In Table 2, we present the obtained computational results in the case of SVRP instances with the level of complexity 1, which coincides to GVRP instances. The first column displays the index of the instance. The second column contains the name of the instance and has the following format $SVRP-X-nY-kZ-Cm-VK$, where X corresponds to the type of the instance used in GVRP, Y refers to the number of nodes, Z corresponds to the number of vehicles in the original CVRP instance, m is the number of clusters, and K is the number of vehicles in the GVRP instance. The next column represents the level of complexity of the adapted SVRP instance, in this case being 1 corresponds to GVRP. The next column delivers the optimal solution obtained by Bektas et al. [26] for solving the GVRP. The last two columns display our obtained results for solving the GVRP instance using the proposed mathematical model: the achieved solution and the necessary computational time in seconds.

Analyzing the results presented in Table 2, we can observe that for all 24 GVRP instances which correspond to SVRP instance with level of complexity, we were able to obtain the optimal solution of the problem.
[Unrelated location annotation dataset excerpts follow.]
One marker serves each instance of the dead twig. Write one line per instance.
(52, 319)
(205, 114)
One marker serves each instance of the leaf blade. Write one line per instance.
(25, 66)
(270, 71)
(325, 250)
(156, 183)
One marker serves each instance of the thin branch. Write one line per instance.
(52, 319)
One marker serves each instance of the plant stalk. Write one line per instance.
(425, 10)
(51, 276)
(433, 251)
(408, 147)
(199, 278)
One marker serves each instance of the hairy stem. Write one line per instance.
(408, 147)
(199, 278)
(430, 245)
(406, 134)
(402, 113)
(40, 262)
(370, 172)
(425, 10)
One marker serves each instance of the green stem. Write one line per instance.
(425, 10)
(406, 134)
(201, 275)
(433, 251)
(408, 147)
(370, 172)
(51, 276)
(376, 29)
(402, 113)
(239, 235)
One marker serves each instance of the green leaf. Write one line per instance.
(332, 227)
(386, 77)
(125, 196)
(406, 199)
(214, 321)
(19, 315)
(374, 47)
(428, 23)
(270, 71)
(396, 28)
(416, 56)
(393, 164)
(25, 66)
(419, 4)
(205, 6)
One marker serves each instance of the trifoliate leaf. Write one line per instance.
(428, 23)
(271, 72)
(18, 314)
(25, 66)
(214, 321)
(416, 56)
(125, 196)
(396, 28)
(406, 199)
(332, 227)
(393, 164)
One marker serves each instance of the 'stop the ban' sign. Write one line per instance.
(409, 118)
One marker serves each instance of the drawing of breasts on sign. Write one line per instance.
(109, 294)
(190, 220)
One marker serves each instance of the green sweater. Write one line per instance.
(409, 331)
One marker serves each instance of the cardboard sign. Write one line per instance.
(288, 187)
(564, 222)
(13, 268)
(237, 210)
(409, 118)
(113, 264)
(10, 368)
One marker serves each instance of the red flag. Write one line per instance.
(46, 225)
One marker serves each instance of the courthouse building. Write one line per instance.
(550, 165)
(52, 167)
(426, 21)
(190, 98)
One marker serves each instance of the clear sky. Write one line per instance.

The computational time was below 3600 s in 21 out of 24 instances.

In Table 3 and Table 4, we present the obtained computational results in the case of small and medium and larger SVRP instances, respectively, with the levels of complexity 2, 3 and 4. The first column displays the index of the instance and the second column contains the name of the instance. The next columns display the level of complexity of the adapted SVRP instance, the optimal solution obtained by solving the problem with CPLEX, and the corresponding computational time in seconds.

Analyzing the results presented in Table 3 and Table 4, we can observe that, in 62 out of 72 small and medium SVRP instances and 34 out of 48 larger SVRP instances, corresponding to the three levels of complexity 2, 3, and 4, we were able to provide the optimal solution of the problem. For the other instances, the corresponding problems were unfeasible because, considering nodes that belong to more clusters, the capacity constraints of the vehicles to serve those clusters are no longer satisfied, and in the case of Table 4 in 12 out of 48 larger SVRP instances CPLEX was stoped after 3600 seconds.

5. Conclusions

In this paper, we describe a novel mathematical formulation based on mixed integer programming of a recently introduced variant of VRP, namely the selective vehicle routing problem (SVRP). The proposed model is compared against the existing models from the literature on the benchmark instances introduced by Posada et al. [17]. In addition, we provide a new set of SVRP instances adapted from the GVRP instances. Our proposed model achieved better results against the existing models from the literature.

Due to the complexity of the SVRP, in the future, we plan to solve the problem with heuristic or metaheuristic algorithms.